Speziell die Öffnung des Marktes für Online-Glücksspiele, so die Stellungnahme, weise besondere Suchtrisiken auf. Die Verführung sei besonders hoch, wenn zu jeder Tages- und Nachtzeit vom Smartphone aus gespielt werden kann. Hochrechnungen legten nahe, dass dadurch die Zahl der problematischen und süchtigen Glücksspieler steigen werde.

Der Versuch, Spielerinnen und Spieler dadurch zu schützen, dass sie online nicht mehr als 1000 Euro pro Monat verspielen dürfen, greift aus Sicht der Suchtexperten zu kurz. Zu berücksichtigen sei, dass viele neben den Online-Angeboten auch noch offline spielen, also in der Spielhalle oder im Wettbüro. Zusammengenommen entstünden sehr schnell hohe Verlustsummen, die die Betroffenen in die Schulden treiben und den Teufelskreislauf der Sucht aufrechterhalten.

Die Experteninnen und Experten fordern auch, auf Werbung für Online-Glücksspiele weitestgehend zu verzichten. Die Risikogruppe der Jugendlichen und jungen Erwachsenen fühle sich dadurch besonders angesprochen.

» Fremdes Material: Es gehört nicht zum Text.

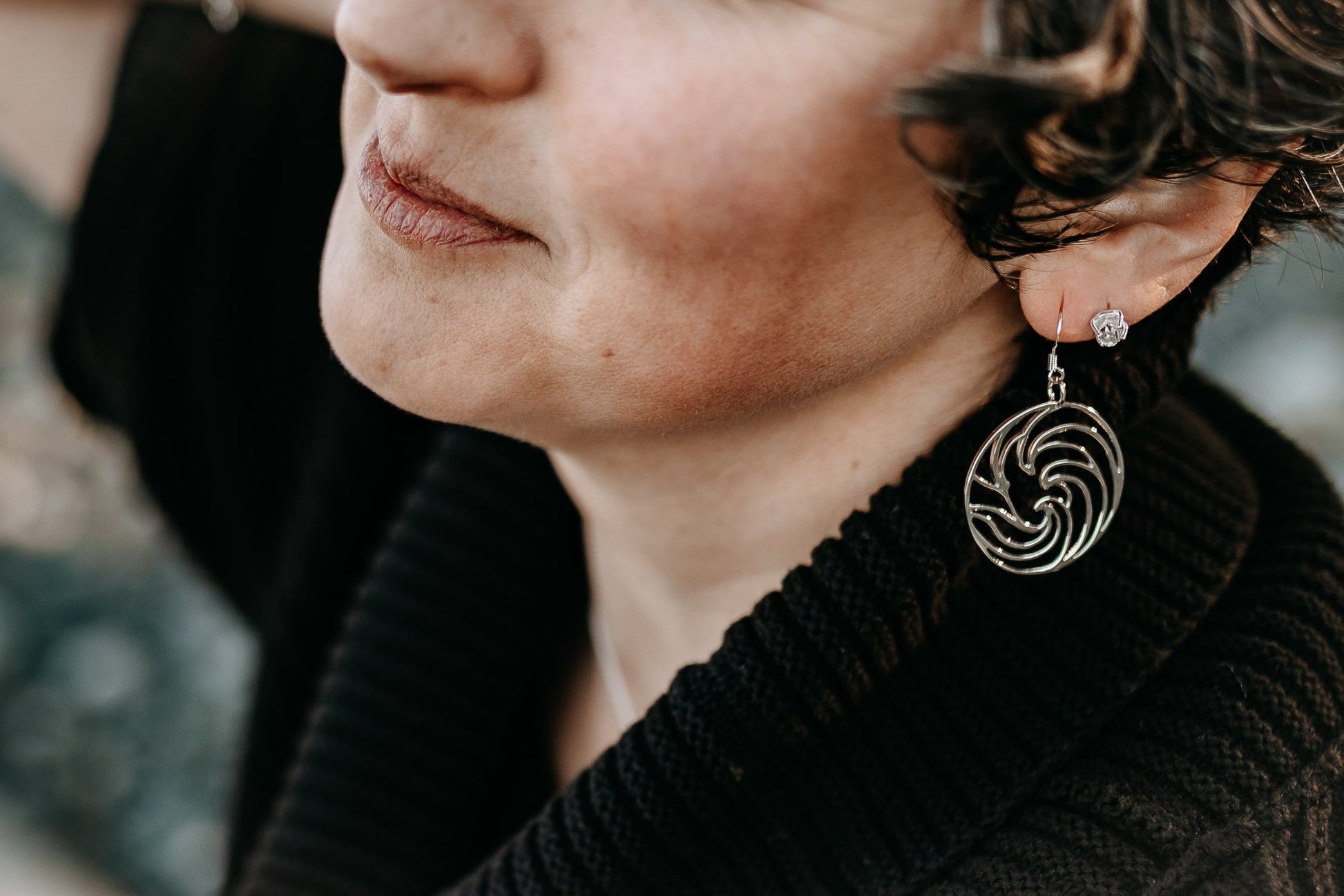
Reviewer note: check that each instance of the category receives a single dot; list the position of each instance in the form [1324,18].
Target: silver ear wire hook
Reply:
[1069,474]
[1055,376]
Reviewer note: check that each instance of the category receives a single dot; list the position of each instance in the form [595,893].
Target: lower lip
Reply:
[419,222]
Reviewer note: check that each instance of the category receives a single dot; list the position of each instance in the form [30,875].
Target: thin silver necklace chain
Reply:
[604,647]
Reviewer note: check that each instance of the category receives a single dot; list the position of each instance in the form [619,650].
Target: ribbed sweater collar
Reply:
[858,731]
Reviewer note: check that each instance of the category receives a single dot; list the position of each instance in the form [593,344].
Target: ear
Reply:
[1155,238]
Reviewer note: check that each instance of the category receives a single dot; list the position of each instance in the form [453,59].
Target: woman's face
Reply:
[720,220]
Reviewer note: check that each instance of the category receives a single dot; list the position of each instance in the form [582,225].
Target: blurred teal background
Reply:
[124,677]
[123,674]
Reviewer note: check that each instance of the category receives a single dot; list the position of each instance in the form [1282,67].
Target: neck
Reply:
[686,532]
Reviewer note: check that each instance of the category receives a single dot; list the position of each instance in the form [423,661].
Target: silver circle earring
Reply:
[1065,491]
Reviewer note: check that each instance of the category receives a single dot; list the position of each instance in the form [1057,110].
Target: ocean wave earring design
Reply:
[1046,484]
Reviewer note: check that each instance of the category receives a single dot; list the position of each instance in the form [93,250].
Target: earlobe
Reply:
[1155,238]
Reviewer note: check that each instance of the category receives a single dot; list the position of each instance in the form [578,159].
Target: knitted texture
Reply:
[1163,717]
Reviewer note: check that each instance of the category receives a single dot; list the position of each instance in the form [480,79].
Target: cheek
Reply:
[747,254]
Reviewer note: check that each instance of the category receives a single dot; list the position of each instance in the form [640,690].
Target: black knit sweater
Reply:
[1164,717]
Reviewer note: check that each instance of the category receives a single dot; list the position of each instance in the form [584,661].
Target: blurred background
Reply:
[124,674]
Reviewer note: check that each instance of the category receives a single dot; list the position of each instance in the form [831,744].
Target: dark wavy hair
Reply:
[1078,99]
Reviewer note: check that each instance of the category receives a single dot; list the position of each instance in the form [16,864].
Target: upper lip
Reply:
[413,179]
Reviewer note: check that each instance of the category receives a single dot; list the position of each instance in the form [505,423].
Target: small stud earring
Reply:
[1111,327]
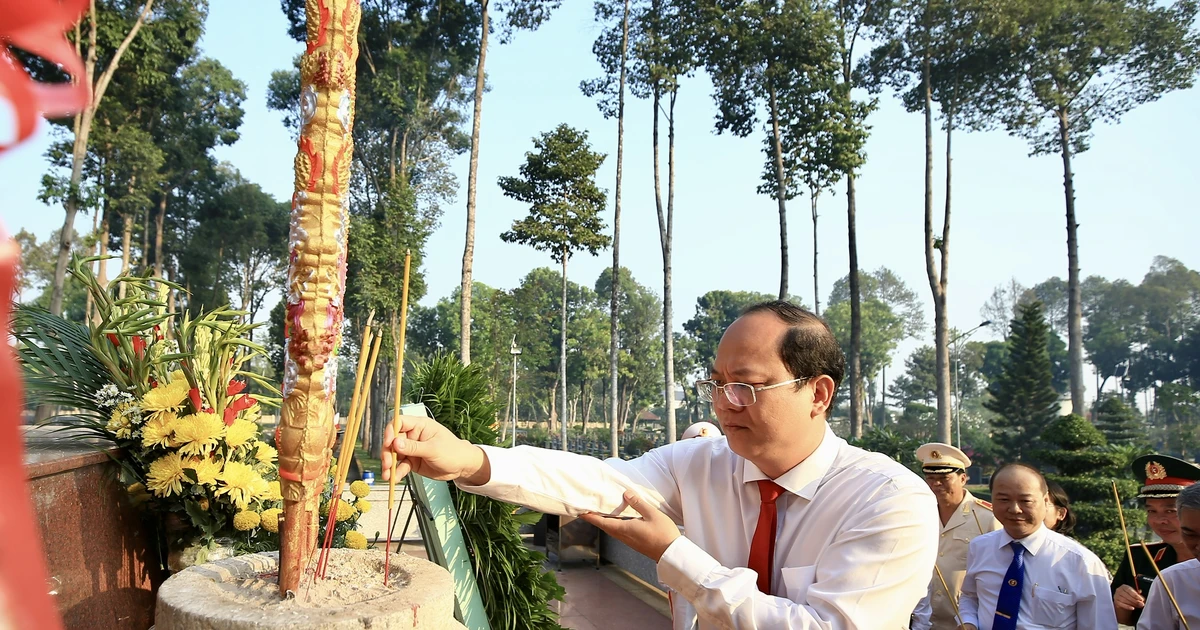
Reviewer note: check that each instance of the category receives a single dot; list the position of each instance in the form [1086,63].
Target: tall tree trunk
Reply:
[95,232]
[615,299]
[82,129]
[856,307]
[562,358]
[468,252]
[936,285]
[780,190]
[1074,304]
[126,246]
[667,316]
[145,240]
[159,221]
[856,318]
[816,285]
[102,247]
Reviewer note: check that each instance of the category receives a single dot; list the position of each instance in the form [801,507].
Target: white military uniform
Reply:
[972,517]
[1183,580]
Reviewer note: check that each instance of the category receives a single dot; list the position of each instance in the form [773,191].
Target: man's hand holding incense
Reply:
[424,447]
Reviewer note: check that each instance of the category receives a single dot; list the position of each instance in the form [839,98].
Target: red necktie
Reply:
[762,547]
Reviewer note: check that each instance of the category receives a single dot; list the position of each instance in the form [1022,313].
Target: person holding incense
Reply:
[1025,576]
[1162,479]
[963,517]
[1174,601]
[787,526]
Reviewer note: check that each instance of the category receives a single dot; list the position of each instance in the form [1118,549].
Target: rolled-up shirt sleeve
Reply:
[535,478]
[969,598]
[923,617]
[863,581]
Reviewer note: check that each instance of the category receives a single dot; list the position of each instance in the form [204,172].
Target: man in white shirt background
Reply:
[963,517]
[1183,579]
[787,526]
[1027,577]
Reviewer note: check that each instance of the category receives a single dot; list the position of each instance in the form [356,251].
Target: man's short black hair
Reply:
[809,348]
[1042,479]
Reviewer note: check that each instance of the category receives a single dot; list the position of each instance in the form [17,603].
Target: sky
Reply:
[1133,197]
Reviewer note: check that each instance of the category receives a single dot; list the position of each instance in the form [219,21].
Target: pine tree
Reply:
[1119,421]
[1024,394]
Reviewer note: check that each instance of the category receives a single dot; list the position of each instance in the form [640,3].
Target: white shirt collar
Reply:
[1031,543]
[805,477]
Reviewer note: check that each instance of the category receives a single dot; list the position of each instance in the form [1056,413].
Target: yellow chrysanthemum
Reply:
[265,453]
[240,432]
[159,431]
[166,397]
[198,433]
[270,520]
[355,540]
[166,475]
[207,471]
[120,423]
[245,521]
[241,484]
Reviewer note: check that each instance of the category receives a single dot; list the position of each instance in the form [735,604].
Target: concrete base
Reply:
[240,594]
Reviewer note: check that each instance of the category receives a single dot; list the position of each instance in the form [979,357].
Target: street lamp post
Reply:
[514,351]
[958,391]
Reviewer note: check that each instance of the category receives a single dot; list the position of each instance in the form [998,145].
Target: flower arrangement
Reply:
[171,390]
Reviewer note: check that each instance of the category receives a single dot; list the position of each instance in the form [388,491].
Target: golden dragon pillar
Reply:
[316,276]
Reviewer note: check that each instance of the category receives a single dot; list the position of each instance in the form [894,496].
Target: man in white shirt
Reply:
[1027,577]
[963,517]
[786,525]
[1182,579]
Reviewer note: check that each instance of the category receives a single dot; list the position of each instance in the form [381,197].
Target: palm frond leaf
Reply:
[59,360]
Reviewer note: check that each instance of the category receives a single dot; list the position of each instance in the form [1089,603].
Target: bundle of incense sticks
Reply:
[1133,570]
[395,417]
[349,439]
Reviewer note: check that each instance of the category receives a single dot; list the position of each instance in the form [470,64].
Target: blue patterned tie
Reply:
[1009,601]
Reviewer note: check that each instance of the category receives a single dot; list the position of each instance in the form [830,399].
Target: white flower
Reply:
[111,396]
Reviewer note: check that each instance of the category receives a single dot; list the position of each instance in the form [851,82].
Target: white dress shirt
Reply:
[971,520]
[1183,580]
[857,532]
[1065,587]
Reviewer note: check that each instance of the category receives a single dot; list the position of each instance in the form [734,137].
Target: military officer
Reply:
[964,517]
[1162,479]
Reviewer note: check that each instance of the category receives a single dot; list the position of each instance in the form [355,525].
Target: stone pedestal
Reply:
[243,593]
[100,553]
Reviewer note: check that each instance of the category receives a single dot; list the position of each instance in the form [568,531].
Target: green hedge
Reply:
[1095,489]
[515,588]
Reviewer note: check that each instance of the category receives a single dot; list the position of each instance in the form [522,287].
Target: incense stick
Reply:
[1133,569]
[354,421]
[323,557]
[395,417]
[1165,588]
[948,594]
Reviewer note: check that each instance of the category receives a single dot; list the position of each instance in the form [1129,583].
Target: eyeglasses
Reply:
[738,394]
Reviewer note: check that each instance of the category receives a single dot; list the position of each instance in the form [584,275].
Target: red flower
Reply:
[235,407]
[36,27]
[195,396]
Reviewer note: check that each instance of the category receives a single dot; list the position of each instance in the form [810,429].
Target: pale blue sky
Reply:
[1134,201]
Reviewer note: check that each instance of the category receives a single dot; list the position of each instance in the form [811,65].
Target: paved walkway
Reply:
[609,599]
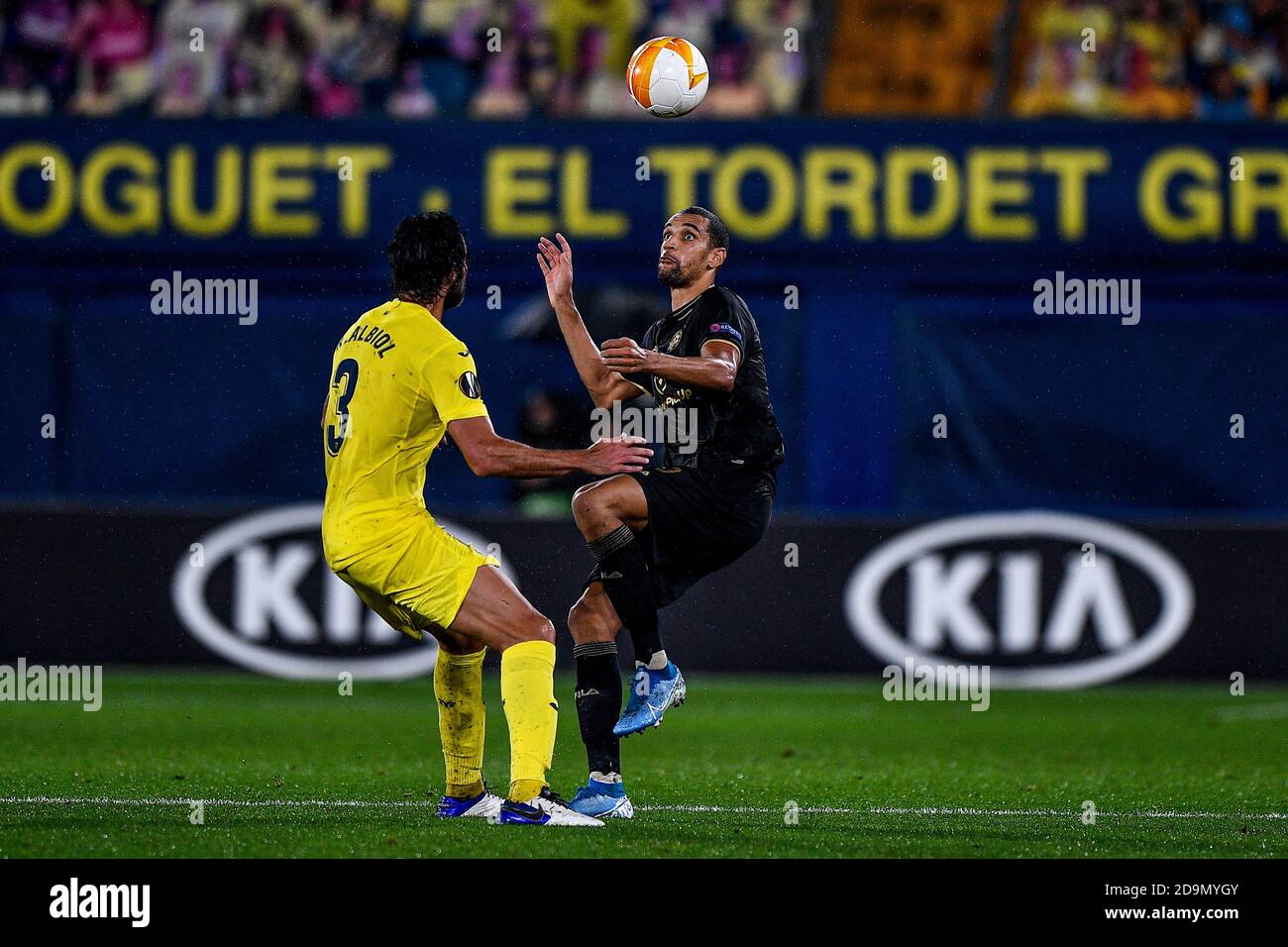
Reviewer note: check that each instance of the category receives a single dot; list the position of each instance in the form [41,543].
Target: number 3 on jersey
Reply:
[346,381]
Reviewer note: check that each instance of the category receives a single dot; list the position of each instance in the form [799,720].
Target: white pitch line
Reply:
[713,809]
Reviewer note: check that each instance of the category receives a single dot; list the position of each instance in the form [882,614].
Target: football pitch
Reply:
[750,767]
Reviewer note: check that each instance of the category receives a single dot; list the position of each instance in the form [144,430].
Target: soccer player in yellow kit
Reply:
[399,381]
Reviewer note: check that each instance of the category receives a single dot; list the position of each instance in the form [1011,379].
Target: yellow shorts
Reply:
[417,579]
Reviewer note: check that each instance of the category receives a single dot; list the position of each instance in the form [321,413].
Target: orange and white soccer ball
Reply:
[668,76]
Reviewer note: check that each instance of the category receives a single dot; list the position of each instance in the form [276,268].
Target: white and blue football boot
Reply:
[601,799]
[483,805]
[546,809]
[652,694]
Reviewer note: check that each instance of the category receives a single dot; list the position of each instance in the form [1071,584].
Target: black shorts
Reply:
[699,519]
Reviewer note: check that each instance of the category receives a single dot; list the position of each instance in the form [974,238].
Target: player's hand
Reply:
[612,455]
[625,356]
[555,264]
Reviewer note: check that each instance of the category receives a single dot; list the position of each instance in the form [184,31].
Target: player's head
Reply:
[429,260]
[695,245]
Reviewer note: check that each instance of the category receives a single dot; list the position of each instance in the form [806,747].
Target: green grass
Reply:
[1013,780]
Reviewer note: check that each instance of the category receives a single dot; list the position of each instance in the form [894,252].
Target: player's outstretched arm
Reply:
[490,455]
[715,368]
[604,384]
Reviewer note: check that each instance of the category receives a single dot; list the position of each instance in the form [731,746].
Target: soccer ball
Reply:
[668,76]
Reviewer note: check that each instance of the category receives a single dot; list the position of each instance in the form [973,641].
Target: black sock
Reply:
[626,579]
[599,702]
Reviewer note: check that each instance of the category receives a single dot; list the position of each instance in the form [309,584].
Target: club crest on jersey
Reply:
[469,385]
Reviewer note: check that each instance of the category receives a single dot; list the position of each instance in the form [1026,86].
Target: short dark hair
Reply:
[425,250]
[716,230]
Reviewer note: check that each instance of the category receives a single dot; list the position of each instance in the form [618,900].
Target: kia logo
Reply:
[1047,599]
[258,592]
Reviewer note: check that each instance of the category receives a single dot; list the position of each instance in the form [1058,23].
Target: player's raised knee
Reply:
[588,625]
[536,628]
[590,505]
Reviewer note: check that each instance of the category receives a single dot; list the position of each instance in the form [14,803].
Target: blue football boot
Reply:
[601,800]
[652,694]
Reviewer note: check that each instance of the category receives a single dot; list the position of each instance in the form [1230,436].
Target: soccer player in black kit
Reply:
[655,534]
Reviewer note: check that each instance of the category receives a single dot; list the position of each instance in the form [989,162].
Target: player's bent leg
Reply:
[593,626]
[609,514]
[462,725]
[601,506]
[494,613]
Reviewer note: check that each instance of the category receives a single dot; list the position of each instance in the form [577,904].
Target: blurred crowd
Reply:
[403,58]
[1209,59]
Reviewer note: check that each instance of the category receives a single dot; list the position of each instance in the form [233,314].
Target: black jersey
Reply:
[739,427]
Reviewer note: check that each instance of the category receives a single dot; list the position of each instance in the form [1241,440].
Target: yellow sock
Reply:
[528,694]
[462,718]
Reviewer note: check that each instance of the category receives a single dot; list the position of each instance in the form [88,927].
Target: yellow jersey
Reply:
[398,376]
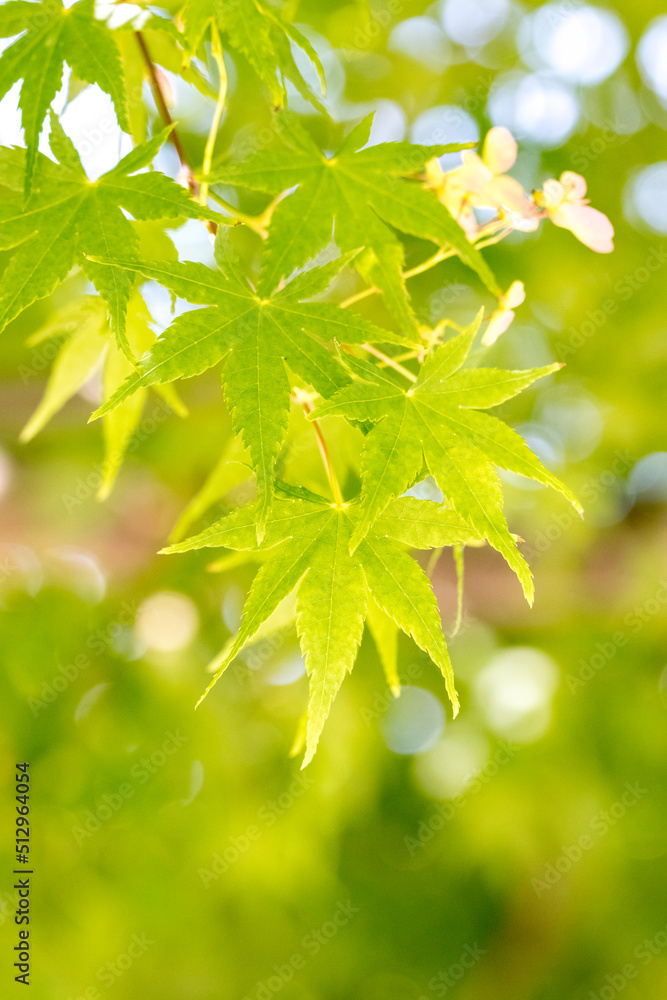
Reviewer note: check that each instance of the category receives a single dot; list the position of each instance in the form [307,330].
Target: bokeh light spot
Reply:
[535,107]
[414,722]
[514,692]
[167,621]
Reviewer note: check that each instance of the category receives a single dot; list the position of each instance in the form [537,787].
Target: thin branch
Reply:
[216,50]
[324,451]
[161,103]
[385,359]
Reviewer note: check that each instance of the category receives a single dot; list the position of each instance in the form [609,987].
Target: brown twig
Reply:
[161,103]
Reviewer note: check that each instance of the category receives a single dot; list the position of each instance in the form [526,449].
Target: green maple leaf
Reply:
[308,541]
[360,194]
[261,35]
[436,421]
[257,334]
[52,34]
[68,219]
[89,346]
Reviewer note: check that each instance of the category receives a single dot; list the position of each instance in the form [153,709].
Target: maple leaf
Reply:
[308,540]
[260,34]
[51,34]
[436,421]
[257,334]
[68,219]
[88,347]
[359,194]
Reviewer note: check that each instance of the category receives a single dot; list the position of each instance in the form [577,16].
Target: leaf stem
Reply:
[324,451]
[441,254]
[161,103]
[390,361]
[216,50]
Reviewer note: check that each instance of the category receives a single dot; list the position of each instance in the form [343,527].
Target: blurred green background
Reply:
[519,852]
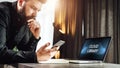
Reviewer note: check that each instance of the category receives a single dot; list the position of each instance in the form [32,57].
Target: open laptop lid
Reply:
[95,48]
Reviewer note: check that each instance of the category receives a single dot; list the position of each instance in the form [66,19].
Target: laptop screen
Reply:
[94,48]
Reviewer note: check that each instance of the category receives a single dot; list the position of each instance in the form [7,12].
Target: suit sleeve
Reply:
[8,55]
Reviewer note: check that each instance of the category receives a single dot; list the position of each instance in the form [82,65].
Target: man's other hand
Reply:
[44,54]
[34,28]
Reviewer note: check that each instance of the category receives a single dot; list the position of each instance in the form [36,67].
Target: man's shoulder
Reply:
[4,6]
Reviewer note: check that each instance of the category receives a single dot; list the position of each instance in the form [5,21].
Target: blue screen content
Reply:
[94,48]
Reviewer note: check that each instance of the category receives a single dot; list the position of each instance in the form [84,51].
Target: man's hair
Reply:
[42,1]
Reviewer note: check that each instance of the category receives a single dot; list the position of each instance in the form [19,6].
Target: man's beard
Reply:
[23,14]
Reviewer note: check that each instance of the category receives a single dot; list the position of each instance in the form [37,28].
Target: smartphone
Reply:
[58,44]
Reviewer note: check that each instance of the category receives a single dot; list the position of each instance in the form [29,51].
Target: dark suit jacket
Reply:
[14,32]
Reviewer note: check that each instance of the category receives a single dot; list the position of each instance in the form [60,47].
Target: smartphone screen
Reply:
[58,44]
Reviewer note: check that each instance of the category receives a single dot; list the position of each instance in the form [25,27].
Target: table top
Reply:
[68,65]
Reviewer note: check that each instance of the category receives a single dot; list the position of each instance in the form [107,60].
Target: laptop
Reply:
[93,50]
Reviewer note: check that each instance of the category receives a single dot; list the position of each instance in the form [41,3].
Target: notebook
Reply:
[93,50]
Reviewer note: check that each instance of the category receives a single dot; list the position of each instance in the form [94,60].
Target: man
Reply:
[19,29]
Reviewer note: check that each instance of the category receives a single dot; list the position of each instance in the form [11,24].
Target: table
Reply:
[68,65]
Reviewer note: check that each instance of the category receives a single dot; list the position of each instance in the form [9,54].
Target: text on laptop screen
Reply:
[94,48]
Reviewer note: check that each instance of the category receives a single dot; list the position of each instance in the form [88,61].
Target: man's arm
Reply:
[8,55]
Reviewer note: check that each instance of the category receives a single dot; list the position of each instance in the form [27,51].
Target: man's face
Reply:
[31,8]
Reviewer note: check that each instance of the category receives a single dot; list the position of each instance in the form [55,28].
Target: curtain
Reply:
[68,26]
[80,19]
[102,18]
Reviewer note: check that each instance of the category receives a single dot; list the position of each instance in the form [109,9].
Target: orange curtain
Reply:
[68,19]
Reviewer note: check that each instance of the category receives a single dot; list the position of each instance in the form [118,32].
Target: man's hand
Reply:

Sie bemängeln, dass die Maßnahmen der vergangenen Glücksspielstaatsverträge nicht wissenschaftlich auf ihre Wirkung hin untersucht wurden. Das müsse diesmal anders sein, aber dafür bräuchte man zunächst eine Erhebung des jetzigen Stands, sonst könne man nicht untersuchen, was sich durch die neuen Regelungen ändert.